Friday, January 22, 2016

What I Read in February 2015 Part VIII...

What I Read in February 2015 Part VIII ...

Three Graces by Jane Ashford-- Regency Romance

The Three Graces

Three sisters named after the Three Graces of Greek Myth: Aglaea, Euphrosyne, and Thalia were raised by their eccentric aunt who hated men and loved cats. Their aunt let them study whatever they wanted so Thalia studied Latin and Greek; Euphie, music; while Aggie keeps her younger sisters happy with her sweetness. Then their aunt dies and their world is upended. Each must make her own way in the world. Aggie heads to Hampshire to become a nursery governess to the charming Wellfleet children. Their mother, Anne, is all that is good and kind and takes Aggie under her wing as a younger sister, with matchmaking plans up her sleeve. Thalia heads to Bath to become a school mistress, wasting her intelligence teaching literature to bored young ladies most of whom could care less about poetry. The youngest sister Euphie finds a home as a companion to elderly Lady Fanshawe where her cat battles with Lady Fanshawe's pug. Lady Fanshawe treats Euphie more like a daughter, allowing the girl to practice her music, buy new clothes and go out into society. Euphie relishes each new experience. She wishes that the haughty Lord Fanshawe would behave in public as he does in the privacy of his mother's home. Her dearest wish, however, is to have her sisters with her. She's never been away from them and misses their love and guidance. An unexpected event occurs to change their lives forever, bringing them closer to the secret dreams they held dear.

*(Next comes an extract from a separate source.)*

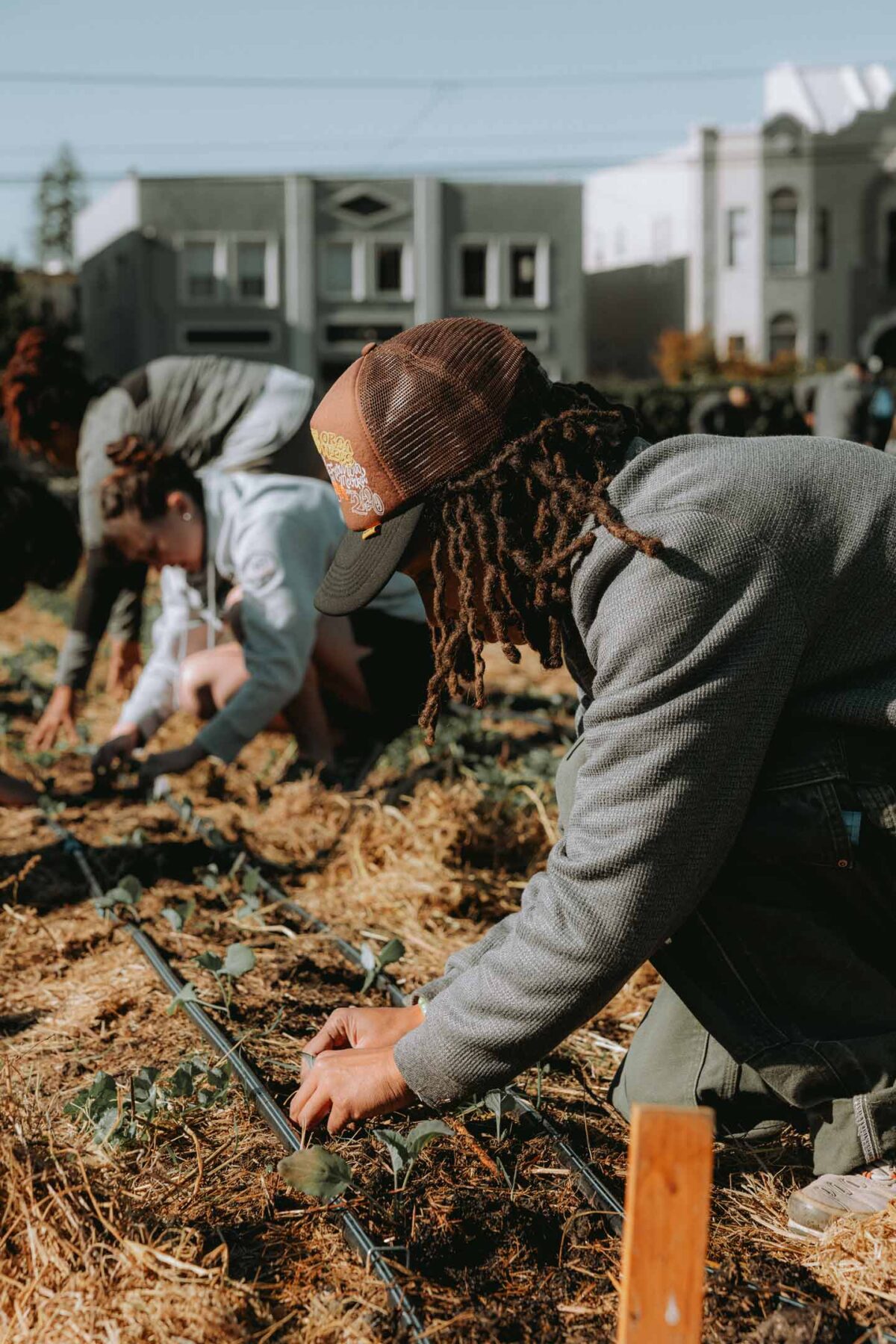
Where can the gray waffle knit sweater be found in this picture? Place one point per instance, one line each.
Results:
(774, 598)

This is a pleasant enough story. There's nothing really wrong with it but I feel like each sister deserved her own novel. As is, the stories are too short to be believable and to do justice to the characters. I wanted to like Thalia best because she's a bluestocking but she wasn't developed enough and wasted her talent. Her plot is very very similar to Anne of the Island or more closer to Anne of Avonlea the miniseries. Lady Agnes is Jen Pringle and Mary Deming is Emaline Harris. Euphie's story is the most fleshed out and the most interesting of the three. I enjoyed the antics of Nero and Pug but could tell the author is a fan of cats and not a dog lover. Some of the characters' actions towards Pug were downright cruel which made me not like them very much. My sympathies were with Pug. The last section feels rushed and the predictable endings rather anticlimactic.

This is a nice, pleasant sort of read. It took me two nights to read it and it didn't interfere with my sleep. The original version of the book is very sweet. There are maybe three kisses and that's it for romance. I can not say whether the book has been revised.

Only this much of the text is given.